1 The tradition as to the origin of cooking, which is of course the salient feature of this essay, had been communicated to Lamb, he here tells us, by his friend M., Thomas Manning, whose acquaintance he had made long ago at Cambridge, and who since those days had spent much of his life in exploring China and Thibet. Lamb says the same thing in one of his private letters, so we may accept it as a literal fact. The question therefore arises whether Manning had found the legend existing in any form in China, or whether Lamb's detail of the Chinese manuscript is wholly fantastic. It is at least certain that the story is a very old one, and appears as early as the third century, in the writings of Porphyry of Tyre.

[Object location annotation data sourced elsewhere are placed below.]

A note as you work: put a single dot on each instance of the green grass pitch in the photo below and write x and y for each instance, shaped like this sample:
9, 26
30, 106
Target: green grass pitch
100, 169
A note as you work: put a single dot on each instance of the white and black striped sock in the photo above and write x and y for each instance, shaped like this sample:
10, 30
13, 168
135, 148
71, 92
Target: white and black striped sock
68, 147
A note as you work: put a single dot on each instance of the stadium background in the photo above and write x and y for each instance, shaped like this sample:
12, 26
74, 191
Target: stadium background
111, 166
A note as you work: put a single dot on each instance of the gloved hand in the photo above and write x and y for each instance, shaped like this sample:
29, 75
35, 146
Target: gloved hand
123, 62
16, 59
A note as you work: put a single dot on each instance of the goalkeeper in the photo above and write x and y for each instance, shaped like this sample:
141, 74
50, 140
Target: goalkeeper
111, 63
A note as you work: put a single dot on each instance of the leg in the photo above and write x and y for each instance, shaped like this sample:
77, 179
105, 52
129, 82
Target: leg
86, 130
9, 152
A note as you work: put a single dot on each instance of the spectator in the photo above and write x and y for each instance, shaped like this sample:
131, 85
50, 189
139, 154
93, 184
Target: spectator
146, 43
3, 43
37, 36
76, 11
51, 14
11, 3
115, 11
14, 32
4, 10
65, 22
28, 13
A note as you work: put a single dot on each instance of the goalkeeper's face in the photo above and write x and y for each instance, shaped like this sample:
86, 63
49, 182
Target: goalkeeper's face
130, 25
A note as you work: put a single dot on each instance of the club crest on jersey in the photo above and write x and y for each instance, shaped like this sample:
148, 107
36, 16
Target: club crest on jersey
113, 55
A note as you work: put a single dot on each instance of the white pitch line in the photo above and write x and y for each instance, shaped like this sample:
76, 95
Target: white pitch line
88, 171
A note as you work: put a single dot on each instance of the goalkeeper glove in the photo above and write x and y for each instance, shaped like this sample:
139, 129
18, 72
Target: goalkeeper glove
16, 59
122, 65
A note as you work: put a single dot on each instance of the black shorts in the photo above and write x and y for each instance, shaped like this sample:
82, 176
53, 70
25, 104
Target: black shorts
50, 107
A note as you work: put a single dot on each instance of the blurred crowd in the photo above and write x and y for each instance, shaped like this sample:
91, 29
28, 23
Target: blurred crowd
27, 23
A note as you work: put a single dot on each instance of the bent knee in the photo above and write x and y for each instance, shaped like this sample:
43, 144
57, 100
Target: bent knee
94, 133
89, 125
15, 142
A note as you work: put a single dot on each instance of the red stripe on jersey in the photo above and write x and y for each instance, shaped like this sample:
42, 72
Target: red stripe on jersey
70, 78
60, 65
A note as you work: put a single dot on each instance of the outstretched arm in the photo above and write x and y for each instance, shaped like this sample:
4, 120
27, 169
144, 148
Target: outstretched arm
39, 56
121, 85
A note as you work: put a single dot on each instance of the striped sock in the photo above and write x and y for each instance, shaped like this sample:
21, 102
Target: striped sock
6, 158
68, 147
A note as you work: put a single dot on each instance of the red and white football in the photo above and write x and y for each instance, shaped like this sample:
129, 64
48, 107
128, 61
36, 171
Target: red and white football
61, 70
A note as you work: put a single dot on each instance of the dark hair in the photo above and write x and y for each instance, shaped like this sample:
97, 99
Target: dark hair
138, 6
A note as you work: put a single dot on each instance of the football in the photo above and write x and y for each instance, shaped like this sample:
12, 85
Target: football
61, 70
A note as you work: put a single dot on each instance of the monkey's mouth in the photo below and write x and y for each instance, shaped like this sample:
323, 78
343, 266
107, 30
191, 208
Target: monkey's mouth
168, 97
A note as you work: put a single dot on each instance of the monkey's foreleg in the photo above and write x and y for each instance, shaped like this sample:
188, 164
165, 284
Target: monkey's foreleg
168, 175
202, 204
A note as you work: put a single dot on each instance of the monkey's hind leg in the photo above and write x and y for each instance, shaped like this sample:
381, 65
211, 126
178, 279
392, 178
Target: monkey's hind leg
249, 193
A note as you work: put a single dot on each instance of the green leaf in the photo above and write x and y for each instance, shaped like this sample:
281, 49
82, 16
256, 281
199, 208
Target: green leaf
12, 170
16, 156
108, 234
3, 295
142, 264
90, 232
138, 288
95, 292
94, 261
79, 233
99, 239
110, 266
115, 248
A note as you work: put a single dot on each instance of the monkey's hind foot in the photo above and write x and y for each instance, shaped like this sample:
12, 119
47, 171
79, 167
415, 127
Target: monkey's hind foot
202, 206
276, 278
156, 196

reduced to ashes. Together with the cottage (a sorry antediluvian makeshift of a building, you may think it), what was of much more importance, a fine litter of new-farrowed pigs, no less than nine in number, perished. China pigs have been esteemed a luxury all over the East, from the remotest periods that we read of. Bo-bo was in the utmost consternation, as you may think, not so much for the sake of the tenement, which his father and he could easily build up again with a few dry branches, and the labor of an hour or two, at any time, as for the loss of the pigs. While he was thinking what he should say to his father, and wringing his hands over the smoking remnants of one of those untimely sufferers, an odor assailed his nostrils, unlike any scent which he had before experienced. What could it proceed from? - not from the burnt cottage — he had smelt that smell before — indeed, this was by no means the first accident of the kind which had occurred through the negligence of this unlucky young firebrand. Much less did it resemble that of any known herb, weed, or flower. A premonitory moistening at the same time overflowed his nether lip. He knew not what to think. He next stooped down to feel the pig, if there were any signs of life in it. He burnt his fingers, and to cool them he applied them in his booby fashion to his mouth. Some of the crumbs of the scorched skin had come away with his fingers, and for the first time in his life in the world's life indeed, for before him no man had known it) he tasted crackling! Again he felt and fumbled at the pig. It did not burn him so much now, still he licked his fingers from a sort of habit. The truth at length broke into his slow understanding, that it was the pig that smelt

so, and the pig that tasted so delicious; and, surrendering himself up to the newborn pleasure, he fell to tearing up whole handfuls of the scorched skin with the flesh next it, and was cramming it down his throat in his beastly fashion, when his sire entered amid the smoking rafters, armed with retributory cudgel, and, finding how affairs stood, began to rain blows upon the young rogue's shoulders, as thick as hail-stones, which Bo-bo heeded not any more than if they had been flies. The tickling pleasure, which he experienced in his lower regions, had rendered him quite callous to any inconveniences he might feel in those remote quarters. His father might lay on, but he could not beat him from his pig, till he had fairly made an end of it, when, becoming a little more sensible of his situation, something like the following dialogue ensued.

“You graceless whelp, what have you got there devouring? Is it not enough that you have burnt me down three houses with your dog's tricks, and be hanged to you! but you must be eating fire, and I know not what — what have you got there, I say?

“O father, the pig, the pig! do come and taste how nice the burnt pig eats."

The ears of Ho-ti tingled with horror. He cursed his son, and he cursed himself that ever he should beget a son that should eat burnt pig.

Bo-bo, whose scent was wonderfully sharpened since morning, soon raked out another pig, and, fairly rending it asunder, thrust the lesser half by main force into the fists of Ho-ti, still shouting out, “Eat, eat, eat the burnt pig, father, only taste — O Lord!”

- with such-like barbarous ejaculations, cramming all the while as if he would choke.